Background – Why am I doing this?

A little background first.  I have several email accounts, two of them are older, but they’re account names I don’t want to give up.   I use mostly my current Gmail account, but the two older ones I don’t want to surrender the account names.  I had the filters set up to forward all my mail to my primary Gmail account.  However, the two older accounts were still doing spam checking.  So I’d occasionally have to check in there to check the spam filters to make sure nothing was lost there.  This happened from time to time when I went to recover an older password somewhere that used one of these two older Gmail accounts.   Plus it was just annoying to look through their spam.

Turning off Gmail Spam Checking – Sorta

So I got to thinking, there’s got to be a way to tell it to forward me ALL the mail from these two accounts, spam included.  I couldn’t figure out a way easily, and I got to thinking, how can I use the filters.  Came up with this idea, and it seems to work perfectly.
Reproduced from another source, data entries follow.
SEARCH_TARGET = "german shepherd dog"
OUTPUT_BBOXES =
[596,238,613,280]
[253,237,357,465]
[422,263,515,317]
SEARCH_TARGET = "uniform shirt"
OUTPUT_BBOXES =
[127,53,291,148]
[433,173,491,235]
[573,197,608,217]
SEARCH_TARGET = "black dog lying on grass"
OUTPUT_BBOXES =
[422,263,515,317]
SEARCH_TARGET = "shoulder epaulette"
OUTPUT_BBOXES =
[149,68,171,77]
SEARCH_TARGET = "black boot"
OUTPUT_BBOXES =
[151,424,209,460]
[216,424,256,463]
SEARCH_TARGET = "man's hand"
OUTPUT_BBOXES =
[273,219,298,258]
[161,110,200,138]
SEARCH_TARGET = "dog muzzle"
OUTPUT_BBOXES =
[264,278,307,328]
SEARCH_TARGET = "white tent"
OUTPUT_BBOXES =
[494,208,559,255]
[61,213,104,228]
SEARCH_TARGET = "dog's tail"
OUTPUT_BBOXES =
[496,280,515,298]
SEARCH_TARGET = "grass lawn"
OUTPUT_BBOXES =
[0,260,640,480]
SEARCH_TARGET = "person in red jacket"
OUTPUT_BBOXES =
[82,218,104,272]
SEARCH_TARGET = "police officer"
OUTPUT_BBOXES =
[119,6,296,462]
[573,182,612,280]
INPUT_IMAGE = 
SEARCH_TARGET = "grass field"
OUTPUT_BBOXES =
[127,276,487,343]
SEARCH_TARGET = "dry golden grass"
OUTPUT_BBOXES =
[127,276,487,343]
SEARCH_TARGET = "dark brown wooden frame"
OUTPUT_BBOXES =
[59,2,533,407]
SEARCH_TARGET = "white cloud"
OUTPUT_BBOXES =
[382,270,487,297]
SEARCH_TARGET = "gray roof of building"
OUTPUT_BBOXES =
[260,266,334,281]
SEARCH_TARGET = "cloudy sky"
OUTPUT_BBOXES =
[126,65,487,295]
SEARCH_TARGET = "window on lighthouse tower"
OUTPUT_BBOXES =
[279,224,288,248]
  1. Click the gear in the upper right hand corner and then…  (this is a new step due to Gmail interface changes)
  2. Go into “Settings”, and then pick the tab “Filters”.
  3. At the bottom, pick “Create New Filter”
  4. In the resulting popup, place this text (without the quotes) “is:spam” into the “Has the Words” box, and click “Create filter with this search”.
  5. Gmail will complain about this, saying “giving you a popup that says “Filter searches containing…..are not recommended as they will never match incoming email.”.  IGNORE THAT.  Just press OK.
  6. Tick the check mark that says “Never send it to Spam”, and then click “Create Filter”.

That’s it.  When you’re done, you should have a filter that looks like this:

Then in my two older Gmail accounts, I have both of them set up to forward incoming mail to my primary Gmail account, and then delete it off the older Gmail accounts.  With the Spam filter in place as shown above, this has the end result of forwarding EVERYTHING from the two older accounts to the newer one.  That way I can have my primary Gmail account handle all spam filtering, and I only have one place to look instead of three.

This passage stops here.